Canot run outlines with Ollama via OpenAI compatible server
Closed this issue · 7 comments
duarteocarmo commented
Describe the issue as clearly as possible:
OpenAI errors out when trying to set tokenizer.
Steps/code to reproduce the bug:
# must have ollama running
import tiktoken
from outlines import generate, models
model = models.openai(
"phi3.5",
base_url="http://localhost:11434/v1",
api_key="ollama",
tokenizer=tiktoken.get_encoding("cl100k_base"),
)
generator = generate.text(model)
result = generator("Question: What's 2+2? Answer:", max_tokens=100)
print(result)
Expected result:
LLM generation
Error message:
TypeError: AsyncOpenAI.__init__() got an unexpected keyword argument 'tokenizer'
Outlines/Python version information:
Version information
(.env) [duarteocarmo:~/Repos/tricount]$ python -c "from outlines import _version; print(_version.version)" (main✱)
0.0.46
(.env) [duarteocarmo:~/Repos/tricount]$ python -c "import sys; print('Python', sys.version)" (main✱)
Python 3.12.4 (main, Jun 14 2024, 09:57:09) [Clang 15.0.0 (clang-1500.3.9.4)]
(.env) [duarteocarmo:~/Repos/tricount]$ pip freez (main✱)
ERROR: unknown command "freez" - maybe you meant "freeze"

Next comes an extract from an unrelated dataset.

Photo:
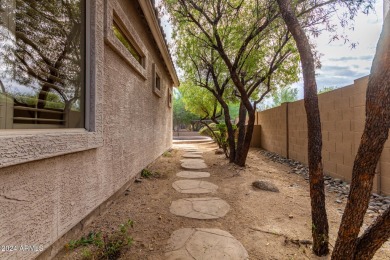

(.env) [duarteocarmo:~/Repos/tricount]$ pip freeze (main✱)
aiohappyeyeballs==2.4.0
aiohttp==3.10.5
aiosignal==1.3.1
annotated-types==0.7.0
anyio==4.4.0
attrs==24.2.0
certifi==2024.8.30
charset-normalizer==3.3.2
cloudpickle==3.0.0
datasets==2.21.0
dill==0.3.8
diskcache==5.6.3
distro==1.9.0
filelock==3.15.4
frozenlist==1.4.1
fsspec==2024.6.1
h11==0.14.0
httpcore==1.0.5
httpx==0.27.2
huggingface-hub==0.24.6
idna==3.8
interegular==0.3.3
Jinja2==3.1.4
jiter==0.5.0
jsonschema==4.23.0
jsonschema-specifications==2023.12.1
lark==1.2.2
llvmlite==0.43.0
MarkupSafe==2.1.5
multidict==6.0.5
multiprocess==0.70.16
nest-asyncio==1.6.0
numba==0.60.0
numpy==1.26.4
ollama==0.3.2
openai==1.43.1
outlines==0.0.46
packaging==24.1
pandas==2.2.2
pillow==10.4.0
pyairports==2.1.1
pyarrow==17.0.0
pycountry==24.6.1
pydantic==2.9.0
pydantic_core==2.23.2
python-dateutil==2.9.0.post0
pytz==2024.1
PyYAML==6.0.2
referencing==0.35.1
regex==2024.7.24
requests==2.32.3
rpds-py==0.20.0
setuptools==74.1.2
six==1.16.0
sniffio==1.3.1
tiktoken==0.7.0
tqdm==4.66.5
typing_extensions==4.12.2
tzdata==2024.1
urllib3==2.2.2
xxhash==3.5.0
yarl==1.9.11
Context for the issue:
No response nooo
lapp0 commented
What happens when you don't pass the tokenizer? The endpoint should be returning text so a tokenizer shouldn't be necessary.
duarteocarmo commented
# must have ollama running
import tiktoken
from outlines import generate, models
model = models.openai(
"phi3.5",
base_url="http://localhost:11434/v1",
api_key="ollama",
)
generator = generate.text(model)
result = generator("Question: What's 2+2? Answer:", max_tokens=100)
print(result)
Error:
KeyError: 'Could not automatically map phi3.5 to a tokeniser. Please use `tiktoken.get_encoding` to explicitly get the tokeniser you expect.'
lapp0 commented
@duarteocarmo thanks for pointing this out to me.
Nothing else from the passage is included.